Sta-209 (Fall 2025) Homework #7

Directions:

Submit your work via the “Assignments” tab on Canvas
For this assignment you should record your answers/code using R Markdown
- Please upload HTML, Word, or PDF output created using R Markdown and make sure it contains your code, output, and written answers. You should not include extraneous output, such as printing an entire data frame.
- At this point in the course you are responsible for knowing how to properly knit an R Markdown document, so uploading any other file format will result in a point deduction on the assignment
Homework is an individual assignment. It’s okay to check your work or collaborate with your classmates, student mentors, and others, but it is not okay to pass off their work as your own.
- Please clearly acknowledge any help you get from individuals other than yourself, or resources other than the materials on our course website (such as external websites and AI)

Question #1

Previous assignments have introduced the American Community Survey (ACS) data set, which is a random sample of US adults that is collected as part of the US Census. The data provided below are from the most recent ACS (part of the 2020 Census):

acs = read.csv("https://remiller1450.github.io/data/EmployedACS.csv")

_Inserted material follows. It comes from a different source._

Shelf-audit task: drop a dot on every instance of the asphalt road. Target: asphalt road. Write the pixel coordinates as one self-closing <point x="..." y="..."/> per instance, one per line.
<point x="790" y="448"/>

The ACS data linked above includes the following variables:

- Sex - '1' for males and '0' for females
- Age - age in years
- Married - '1' for married individuals and '0' for unmarried individuals
- Income - annual income (in thousands of dollars)
- HoursWk - average hours worked per week
- Race - self-described race
- USCitizen - citizenship status, '1' for US citizens and '0' for non-citizens
- HealthInsurance - '1' if the individual has health insurance, '0' otherwise
- Language - '1' if the individual’s first/native language is English, '0' otherwise

$~$

Part A: Consider using the annual incomes reported by ACS respondents to estimate the average income of all US adults. Show how the margin of error of a 95% confidence interval is calculated in this scenario. You should get the calibration value, $c$, from StatKey, and you should show how the standard error is calculated as intermediate steps in your calculation.
Part B: Use the margin of error you found in Part A to produce a 95% confidence interval estimate for the average annual income of all US adults. Report the endpoints of the interval.
Part C: The average annual income in the ACS sample is $44,519. According to the confidence interval you found in Part B, is it plausible that the average annual income in the population represented by these data is $46,000? Briefly explain.
Part D: Use an appropriate R function to find a 90% confidence interval estimate for the difference in mean incomes of male and female US adults.
Part E: Based upon the interval you found in Part D, is it plausible males and females earn the same incomes (on average)? Briefly explain. $~$

Question #2

For each scenario described below, explain whether the change that is described will increase or decrease the width of the confidence interval estimate. Unless it is explicitly mentioned as changing, you are to assume that everything else involved in the calculation of the interval remains unchanged.

Part A: A random sample of $n=100$ is taken instead of a random sample of size $n=80$.
Part B: A quantitative variable is sampled from a population that is more homogeneous (less variability among its members) rather than from a population that is less homogeneous.
Part C: The confidence level is increased from 90% to 95%.
Part D: The interval uses the $t$-distribution as its underlying probability model rather than the Normal distribution.

$~$

Question #3

Below are various interpretations involving confidence interval estimates. You are to determine whether each interpretation is correct or incorrect. For any incorrect interpretations you must provide a one-sentence explanation of what is incorrect.

Part A: Suppose a scientifically rigorous study reports a 95% confidence interval estimate for the mean cholesterol level of US adults as (202.4, 225.6). This interval suggests 95% of the US adult population has a cholesterol level between 202.4 and 225.6.
Part B: A representative sample of $n=1000$ US adults is polled to gauge support for a proposed policy change. It was found that 57% of the sampled individuals supported the change, with a 90% confidence interval estimate of (0.53, 0.61). This interval tells us that 90% of future random samples of US adults will show between 53% and 61% of the population supporting the proposed change.
Part C: You and your friend each take a random sample and you each calculate a 95% confidence interval estimate for the proportion of student athletes at Grinnell who have taken a statistics course using a statistically valid procedure. Your friend’s sample contained $n=50$ student athletes, while yours only contained $n=30$ student athletes. This distinction leads your friend to conclude that their confidence interval is more likely to contain the true proportion than yours.